4. AVERAGE ( Rata – rata ) Tertimbang

Metode average ( rata-rata ) tertimbang memperlakukan barang-barang yang keluar dari gudang akan dibebani dengan harga pokok rata-rata, dan harga pokok rata-rata itu sendiri diperoleh dengan membagi jumlah harga perolehan dengan jumlah kuantitasnya.

Rabu, 24 Juni 2009

PENCATATAN PERSEDIAAN



Salah satu pos dalam Neraca sebuah Perusahaan adalah pos Persediaan, dimana definisi dari Persediaan ini adalah : barang yang dimiliki oleh perusahaan untuk dijual atau untuk diolah yang selanjutnya akan dijual.
Sedangkan barang yang dibeli dengan tujuan untuk dipakai sendiri maka barang tersebut tidak termasuk sebagai persediaan.
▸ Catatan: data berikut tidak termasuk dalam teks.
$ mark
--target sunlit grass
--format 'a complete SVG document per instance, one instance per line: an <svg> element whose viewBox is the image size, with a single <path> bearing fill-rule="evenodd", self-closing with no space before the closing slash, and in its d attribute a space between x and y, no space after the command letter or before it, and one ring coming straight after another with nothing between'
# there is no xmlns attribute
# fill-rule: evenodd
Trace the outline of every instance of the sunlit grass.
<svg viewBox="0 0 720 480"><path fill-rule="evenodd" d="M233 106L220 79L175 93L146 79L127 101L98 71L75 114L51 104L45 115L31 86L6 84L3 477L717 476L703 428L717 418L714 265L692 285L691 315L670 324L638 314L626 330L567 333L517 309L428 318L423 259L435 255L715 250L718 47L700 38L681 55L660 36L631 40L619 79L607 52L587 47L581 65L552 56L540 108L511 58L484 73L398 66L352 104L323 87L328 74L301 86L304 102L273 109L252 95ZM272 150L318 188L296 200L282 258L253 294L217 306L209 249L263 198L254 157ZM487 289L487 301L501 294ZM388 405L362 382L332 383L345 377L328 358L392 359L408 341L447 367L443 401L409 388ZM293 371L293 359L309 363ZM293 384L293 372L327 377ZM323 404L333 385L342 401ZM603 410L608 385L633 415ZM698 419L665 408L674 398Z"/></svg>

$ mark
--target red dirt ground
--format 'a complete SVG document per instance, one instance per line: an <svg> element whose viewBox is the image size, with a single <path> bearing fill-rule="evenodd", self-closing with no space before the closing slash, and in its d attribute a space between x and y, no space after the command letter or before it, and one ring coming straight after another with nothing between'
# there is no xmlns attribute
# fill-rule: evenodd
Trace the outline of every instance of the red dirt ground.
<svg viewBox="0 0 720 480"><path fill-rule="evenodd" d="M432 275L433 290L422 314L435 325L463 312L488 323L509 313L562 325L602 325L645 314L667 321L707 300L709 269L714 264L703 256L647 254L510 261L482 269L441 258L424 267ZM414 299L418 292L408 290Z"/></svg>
Dari definisi persediaan ini maka dapat digambarkan bahwa untuk perusahaan dagang hanya akan mempunyai persediaan barang dagangan yang nantinya akan dijual ,
dan untuk perusahaan manufaktur akan mempunyai 3 ( tiga ) jenis persediaan , yaitu :

1. Persediaan Bahan Baku ( termasuk Bahan Pengemas )
2. Persediaan Barang Dalam Proses
3. Persediaan Barang Jadi.

METODE PENCATATAN PERSEDIAAN

Dalam pencatatan persediaan terdapat 2 ( dua ) metode pencatatan , yaitu :

1. Metode Pisik/Periodik (Periodik/Phisical Inventory System).

Dalam metode pisik ini, persediaan hanya dicatat pada akhir periode akuntansi , dan untuk mendapatkan nilai persediaan secara periodik maka diakhir periode dilakukan perhitungan fisik ( stock opname ).

Transaksi-transaksi yang mempengaruhi nilai persediaan :
• Pembelian
• Retur Pembelian
• Penjualan
• Retur Penjualan

Dalam metode pisik ini posisi persediaan hanya dapat diketahui pada akhir periode sehingga menyebabkan data dari bagian akuntansi tidak akan mendukung operasional.

2. Metode Perpetual (Continual Inventory System).

Setiap ada transaksi yang mempengaruhi persediaan akan dilakukan pencatatan sehingga saldo persediaan yang ada adalah saldo yang sebenarnya, dan diakhir periode juga dilakukan perhitungan fisik ( stock opname ) yang bertujuan untuk mencocokkan saldo antara saldo pembukuan dengan saldo fisik.